• Brady Thomas

Changes needed to security protocols at the Courthouse

The security at the DeKalb County Courthouse needs to be reevaluated. If I am elected as the next Sheriff of DeKalb County, I will change two key protocols that are most inconvenient and unwelcoming for those that visit and work at the courthouse.


First, I will eliminate the ban on cell phones that the current Sheriff petitioned the County Commissioners to implement. I think the ban is unnecessary, unreasonable, and highly inconvenient for the public that needs to conduct business in the courthouse. We all know how much we depend on our cellphones to access all types of information. I know people that would like to attend more public meetings, but are on-call for work, or run a business and cannot be away from their cellphone for that length of time. Not to mention the numerous people that have made their way to the entry doors to find out they cannot have their cellphone and had to walk back to their vehicle to return their cellphone. This may not be a problem for many people, but for others, it is an unnecessary hardship.

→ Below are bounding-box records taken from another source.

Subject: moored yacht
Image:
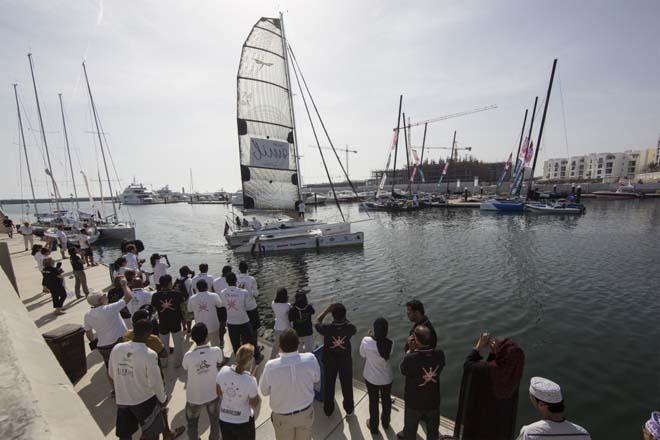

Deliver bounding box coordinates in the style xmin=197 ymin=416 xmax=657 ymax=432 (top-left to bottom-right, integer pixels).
xmin=119 ymin=181 xmax=154 ymax=205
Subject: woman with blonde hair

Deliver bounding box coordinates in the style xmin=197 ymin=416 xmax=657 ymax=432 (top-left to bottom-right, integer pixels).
xmin=216 ymin=344 xmax=261 ymax=440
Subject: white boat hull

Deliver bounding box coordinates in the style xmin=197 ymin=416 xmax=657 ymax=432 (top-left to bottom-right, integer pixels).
xmin=225 ymin=222 xmax=351 ymax=247
xmin=97 ymin=225 xmax=135 ymax=240
xmin=234 ymin=231 xmax=364 ymax=256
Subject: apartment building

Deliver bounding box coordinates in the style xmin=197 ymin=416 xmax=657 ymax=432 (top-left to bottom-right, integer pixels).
xmin=543 ymin=148 xmax=657 ymax=183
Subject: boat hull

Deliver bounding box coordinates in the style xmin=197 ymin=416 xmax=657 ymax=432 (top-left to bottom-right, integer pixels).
xmin=225 ymin=222 xmax=351 ymax=247
xmin=234 ymin=232 xmax=364 ymax=256
xmin=97 ymin=226 xmax=135 ymax=241
xmin=479 ymin=199 xmax=525 ymax=212
xmin=525 ymin=203 xmax=585 ymax=215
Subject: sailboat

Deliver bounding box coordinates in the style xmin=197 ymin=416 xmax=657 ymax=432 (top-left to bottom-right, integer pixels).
xmin=82 ymin=61 xmax=135 ymax=240
xmin=479 ymin=58 xmax=557 ymax=213
xmin=224 ymin=14 xmax=364 ymax=254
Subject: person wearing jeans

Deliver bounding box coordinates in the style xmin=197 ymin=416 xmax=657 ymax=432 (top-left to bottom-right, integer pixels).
xmin=360 ymin=318 xmax=393 ymax=434
xmin=259 ymin=329 xmax=321 ymax=440
xmin=315 ymin=303 xmax=357 ymax=417
xmin=69 ymin=247 xmax=89 ymax=298
xmin=397 ymin=325 xmax=445 ymax=440
xmin=182 ymin=323 xmax=224 ymax=440
xmin=151 ymin=275 xmax=183 ymax=368
xmin=216 ymin=272 xmax=253 ymax=360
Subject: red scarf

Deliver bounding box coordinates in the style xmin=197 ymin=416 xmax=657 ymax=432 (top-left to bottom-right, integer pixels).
xmin=488 ymin=338 xmax=525 ymax=399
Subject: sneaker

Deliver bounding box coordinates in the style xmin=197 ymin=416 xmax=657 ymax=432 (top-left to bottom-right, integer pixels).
xmin=367 ymin=419 xmax=380 ymax=435
xmin=163 ymin=426 xmax=186 ymax=440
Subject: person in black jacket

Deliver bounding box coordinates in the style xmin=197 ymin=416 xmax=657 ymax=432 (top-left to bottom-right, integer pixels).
xmin=314 ymin=303 xmax=357 ymax=417
xmin=405 ymin=299 xmax=438 ymax=351
xmin=397 ymin=325 xmax=445 ymax=440
xmin=43 ymin=257 xmax=66 ymax=315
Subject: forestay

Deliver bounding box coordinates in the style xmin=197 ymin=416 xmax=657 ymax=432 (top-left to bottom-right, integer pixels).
xmin=237 ymin=18 xmax=299 ymax=210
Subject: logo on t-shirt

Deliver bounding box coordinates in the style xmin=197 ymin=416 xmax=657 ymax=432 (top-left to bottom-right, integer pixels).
xmin=419 ymin=366 xmax=440 ymax=387
xmin=160 ymin=299 xmax=174 ymax=312
xmin=197 ymin=359 xmax=211 ymax=374
xmin=330 ymin=336 xmax=346 ymax=350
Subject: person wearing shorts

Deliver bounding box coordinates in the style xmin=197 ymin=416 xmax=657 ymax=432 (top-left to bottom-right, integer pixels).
xmin=108 ymin=319 xmax=167 ymax=440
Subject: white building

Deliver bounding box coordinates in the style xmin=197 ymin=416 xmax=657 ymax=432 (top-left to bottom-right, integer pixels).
xmin=543 ymin=148 xmax=656 ymax=183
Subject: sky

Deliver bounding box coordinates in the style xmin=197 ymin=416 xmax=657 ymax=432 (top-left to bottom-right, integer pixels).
xmin=0 ymin=0 xmax=660 ymax=198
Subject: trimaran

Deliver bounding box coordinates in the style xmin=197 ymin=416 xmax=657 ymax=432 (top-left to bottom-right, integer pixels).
xmin=224 ymin=14 xmax=364 ymax=255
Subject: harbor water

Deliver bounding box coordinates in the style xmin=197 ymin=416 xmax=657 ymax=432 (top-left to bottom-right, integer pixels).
xmin=3 ymin=200 xmax=660 ymax=439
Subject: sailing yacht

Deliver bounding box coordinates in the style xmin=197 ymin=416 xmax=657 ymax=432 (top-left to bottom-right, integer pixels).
xmin=225 ymin=14 xmax=364 ymax=254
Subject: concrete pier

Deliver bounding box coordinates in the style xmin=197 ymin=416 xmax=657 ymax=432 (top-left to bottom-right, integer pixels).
xmin=0 ymin=234 xmax=453 ymax=440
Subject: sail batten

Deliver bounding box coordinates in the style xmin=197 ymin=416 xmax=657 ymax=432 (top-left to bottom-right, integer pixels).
xmin=237 ymin=18 xmax=299 ymax=210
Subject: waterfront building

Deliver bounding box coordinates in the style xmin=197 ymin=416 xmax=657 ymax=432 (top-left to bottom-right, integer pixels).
xmin=543 ymin=148 xmax=657 ymax=183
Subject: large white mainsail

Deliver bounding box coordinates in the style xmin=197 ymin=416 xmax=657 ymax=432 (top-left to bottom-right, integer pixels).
xmin=236 ymin=18 xmax=300 ymax=210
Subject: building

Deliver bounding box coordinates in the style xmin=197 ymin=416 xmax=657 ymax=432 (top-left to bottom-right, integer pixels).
xmin=543 ymin=148 xmax=657 ymax=183
xmin=371 ymin=159 xmax=504 ymax=185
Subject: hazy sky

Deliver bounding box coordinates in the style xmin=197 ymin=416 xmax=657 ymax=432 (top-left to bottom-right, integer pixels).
xmin=0 ymin=0 xmax=660 ymax=198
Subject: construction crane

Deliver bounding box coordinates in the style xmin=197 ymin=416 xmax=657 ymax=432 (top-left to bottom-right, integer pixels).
xmin=420 ymin=147 xmax=472 ymax=161
xmin=307 ymin=145 xmax=357 ymax=177
xmin=392 ymin=104 xmax=497 ymax=131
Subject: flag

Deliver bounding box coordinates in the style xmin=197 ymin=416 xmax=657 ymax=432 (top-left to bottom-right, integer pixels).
xmin=525 ymin=142 xmax=534 ymax=168
xmin=497 ymin=152 xmax=513 ymax=188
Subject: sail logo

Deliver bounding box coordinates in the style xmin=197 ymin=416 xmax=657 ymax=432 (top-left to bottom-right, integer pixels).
xmin=250 ymin=138 xmax=290 ymax=170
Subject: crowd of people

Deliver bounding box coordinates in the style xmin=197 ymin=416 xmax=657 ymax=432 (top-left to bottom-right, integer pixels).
xmin=5 ymin=223 xmax=660 ymax=440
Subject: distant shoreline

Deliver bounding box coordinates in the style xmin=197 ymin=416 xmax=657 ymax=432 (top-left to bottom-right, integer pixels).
xmin=0 ymin=197 xmax=118 ymax=205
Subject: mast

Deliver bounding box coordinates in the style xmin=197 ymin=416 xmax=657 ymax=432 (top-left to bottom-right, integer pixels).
xmin=447 ymin=130 xmax=456 ymax=194
xmin=83 ymin=61 xmax=119 ymax=222
xmin=57 ymin=93 xmax=80 ymax=210
xmin=417 ymin=122 xmax=429 ymax=192
xmin=280 ymin=12 xmax=303 ymax=202
xmin=403 ymin=113 xmax=412 ymax=193
xmin=511 ymin=108 xmax=529 ymax=181
xmin=28 ymin=53 xmax=62 ymax=211
xmin=527 ymin=58 xmax=557 ymax=199
xmin=385 ymin=95 xmax=405 ymax=196
xmin=12 ymin=83 xmax=39 ymax=214
xmin=510 ymin=96 xmax=539 ymax=194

Second, I would allow courthouse employees to bypass security. Employees shouldn't be made to feel as if they work in a prison and cannot be trusted. This protocol slows down entry into the building and creates a negative vibe as our county employees start their workday. If we trust them to oversee some of the most important parts of our county's government, can we not trust them to bypass the security check?


I am confident that by working and collaborating with the County Commissioners and other officials, we will be able to adjust the courthouse's security so that it is effective and reasonable. Doing so will give county residents a more positive perspective of the courthouse and the work that goes on there. Instead of feeling intimidated by the stringent "dos and don'ts," citizens can be made to feel as if the courthouse is there to serve them.


Part of my campaign's focus is to rebuild relationships with area police agencies to provide all residents of our county a comprehensive, cooperative police force. I think the same type of relationship can be rebuilt or enhanced when it comes to the DeKalb County Courthouse and the residents it serves.